On a message board that I frequent (hey bggb!), we were posting about being a parent of a special needs child. It's obviously not for everyone. Before Joe and I were married, we talked about having another baby one day. I had a feeling about how our baby would be, but I didn't want to tell him because I was worried that he would think I was weird or silly. I ended up talking about it with my mom. I told her that I felt if Joe and I would have a baby together that something would be wrong with the baby, that the baby would be different. It didn't necessarily scare me to not want a baby with the man I was going to marry, however. It was so much on my mind that I felt the need to tell Joe, so I did. He kind of looked at me like 'huh?' and arched one eyebrow. I didn't make a big deal about it and never mentioned it again until many months later. May 20, 2008 to be exact. That was the day that we found out that we were having baby girl #3 and that she had a heart defect. The previous week, my routine bloodwork had come back with an elevated risk for Down Syndrome, so at this ultrasound he was looking for specific markers which could indicate a higher/lower risk for Trisomy 21. He found that she had a short nasal bone which was a pretty positive indication for a chromosomal abnormality. He insisted that we have an amnio, but we opted out of that due to the risk for miscarriage. It wouldn't change anything. It wouldn't make her heart defect go away or change anything about her. We wanted her no matter what.
Joe brought up what I said many months earlier and strangely enough, it brought me more of a sense of peace rather than sadness. 3.5 months later when our precious girl came into this world in the middle of a hurricane (I had to be cleaned up while Joe held a flashlight for the nurse!), I felt completely validated in how I felt. I felt like Linden was always supposed to be here, with me. I felt like I had been chosen to be her mother long before she was even conceived. God is always in control. He sees the past, the present, and the future. He knew everything that was going to happen to Linden thus far. He knew that she would touch people. Linden may not always fit perfectly in this world, but she wasn't created for this world. I truly believe that she was sent to us so that God could perform this miracle and show us that He's still here. He still loves us.
We're seeing the cardiologist tomorrow morning for the first time since Boston. Please pray with us for continued good news.

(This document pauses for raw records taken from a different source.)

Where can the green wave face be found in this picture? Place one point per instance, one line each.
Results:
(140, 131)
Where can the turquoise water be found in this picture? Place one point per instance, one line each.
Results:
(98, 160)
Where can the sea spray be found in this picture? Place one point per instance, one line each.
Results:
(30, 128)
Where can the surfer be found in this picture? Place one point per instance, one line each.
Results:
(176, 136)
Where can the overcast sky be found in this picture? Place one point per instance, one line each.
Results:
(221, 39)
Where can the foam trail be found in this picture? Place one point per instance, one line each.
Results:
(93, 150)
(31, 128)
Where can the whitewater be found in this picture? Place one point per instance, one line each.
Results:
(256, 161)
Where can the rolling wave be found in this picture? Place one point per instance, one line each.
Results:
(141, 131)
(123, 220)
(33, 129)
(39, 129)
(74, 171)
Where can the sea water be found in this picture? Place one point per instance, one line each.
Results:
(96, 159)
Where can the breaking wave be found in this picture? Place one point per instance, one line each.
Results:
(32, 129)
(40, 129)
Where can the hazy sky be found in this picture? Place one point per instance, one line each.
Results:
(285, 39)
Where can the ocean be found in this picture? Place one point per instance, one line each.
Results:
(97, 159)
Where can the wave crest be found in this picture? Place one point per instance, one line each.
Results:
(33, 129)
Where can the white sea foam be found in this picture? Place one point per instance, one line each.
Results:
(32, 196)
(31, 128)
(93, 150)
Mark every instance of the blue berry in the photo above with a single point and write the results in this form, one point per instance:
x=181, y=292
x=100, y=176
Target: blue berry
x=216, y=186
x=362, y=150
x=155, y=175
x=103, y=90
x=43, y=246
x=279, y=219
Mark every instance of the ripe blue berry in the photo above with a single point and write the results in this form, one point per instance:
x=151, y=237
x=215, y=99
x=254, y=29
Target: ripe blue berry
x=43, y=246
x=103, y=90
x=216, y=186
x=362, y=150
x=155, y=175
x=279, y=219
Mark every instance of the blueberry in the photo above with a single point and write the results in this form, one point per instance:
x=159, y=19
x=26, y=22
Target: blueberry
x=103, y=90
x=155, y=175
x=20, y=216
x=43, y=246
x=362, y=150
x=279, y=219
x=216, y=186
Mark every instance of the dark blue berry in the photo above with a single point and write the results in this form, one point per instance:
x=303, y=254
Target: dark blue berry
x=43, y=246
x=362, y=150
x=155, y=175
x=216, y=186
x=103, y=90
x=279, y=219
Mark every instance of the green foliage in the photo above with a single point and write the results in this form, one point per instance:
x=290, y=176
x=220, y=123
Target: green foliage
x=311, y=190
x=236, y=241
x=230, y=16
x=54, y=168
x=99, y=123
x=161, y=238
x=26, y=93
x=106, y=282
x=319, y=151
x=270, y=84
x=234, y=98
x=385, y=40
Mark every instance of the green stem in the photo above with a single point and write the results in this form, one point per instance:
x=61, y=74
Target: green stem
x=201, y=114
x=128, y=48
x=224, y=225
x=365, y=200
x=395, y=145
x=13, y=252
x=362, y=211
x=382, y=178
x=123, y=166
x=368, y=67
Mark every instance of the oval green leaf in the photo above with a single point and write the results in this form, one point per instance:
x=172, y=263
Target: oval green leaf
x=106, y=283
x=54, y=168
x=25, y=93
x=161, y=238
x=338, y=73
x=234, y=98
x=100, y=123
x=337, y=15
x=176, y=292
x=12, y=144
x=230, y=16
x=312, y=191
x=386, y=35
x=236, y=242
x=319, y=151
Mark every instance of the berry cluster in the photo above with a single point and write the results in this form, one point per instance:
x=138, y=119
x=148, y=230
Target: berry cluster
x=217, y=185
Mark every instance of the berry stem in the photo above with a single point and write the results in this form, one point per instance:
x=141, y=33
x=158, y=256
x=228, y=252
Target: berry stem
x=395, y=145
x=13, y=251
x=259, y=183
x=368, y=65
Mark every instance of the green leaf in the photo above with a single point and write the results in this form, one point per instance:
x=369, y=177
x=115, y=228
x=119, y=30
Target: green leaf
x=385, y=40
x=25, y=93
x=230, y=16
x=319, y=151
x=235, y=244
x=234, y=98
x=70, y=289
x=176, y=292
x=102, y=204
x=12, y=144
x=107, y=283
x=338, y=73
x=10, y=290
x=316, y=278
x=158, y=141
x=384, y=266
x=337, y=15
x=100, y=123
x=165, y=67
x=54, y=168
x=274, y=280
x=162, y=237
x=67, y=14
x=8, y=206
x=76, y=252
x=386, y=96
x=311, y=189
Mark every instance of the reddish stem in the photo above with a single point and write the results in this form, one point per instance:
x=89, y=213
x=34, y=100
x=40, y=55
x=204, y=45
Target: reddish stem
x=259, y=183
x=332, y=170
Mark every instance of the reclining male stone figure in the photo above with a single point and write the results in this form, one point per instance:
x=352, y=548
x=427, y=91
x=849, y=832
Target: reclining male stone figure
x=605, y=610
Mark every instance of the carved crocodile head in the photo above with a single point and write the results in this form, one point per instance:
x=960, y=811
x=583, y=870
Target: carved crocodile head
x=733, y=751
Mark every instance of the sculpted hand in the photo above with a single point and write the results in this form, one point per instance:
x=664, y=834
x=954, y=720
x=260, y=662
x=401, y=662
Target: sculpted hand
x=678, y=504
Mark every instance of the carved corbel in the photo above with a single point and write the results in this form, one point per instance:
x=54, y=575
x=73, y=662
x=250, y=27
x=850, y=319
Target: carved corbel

Something nice to read is The Creed of Babies with Down Syndrome. (I do not know who the author is.)
My face may be different
But my feelings the same
I laugh and I cry
And I take pride in my gains
I was sent here among you
To teach you to love
As God in the heavens
Looks down from above
To Him I'm no different
His love knows no bounds
It's those here among you
In cities and towns
That judge me by standards
That man has imparted
But this family I've chosen
Will help me get started
For I'm one of the children
So special and few
That came here to learn
The same lessons as you
That love is acceptance
It must come from the heart
We all have the same purpose
Though not the same start
The Lord gave me life
To live and embrace
And I'll do it as you do
But at my own pace
Bianca
I follow your post because I used to work with children with special needs and I have always had a heart for children with Down Syndrome. I think Linden is the most adorable, beautiful baby and you are truly blessed by God. He chooses the strong and the loving to bless them with such a gift. I too have always had that feeling I would have a child.. specifically with Down Syndrome and it doesn't scare me because I know that I would love that baby endlessly. I loved reading your take on everything, thank you for sharing!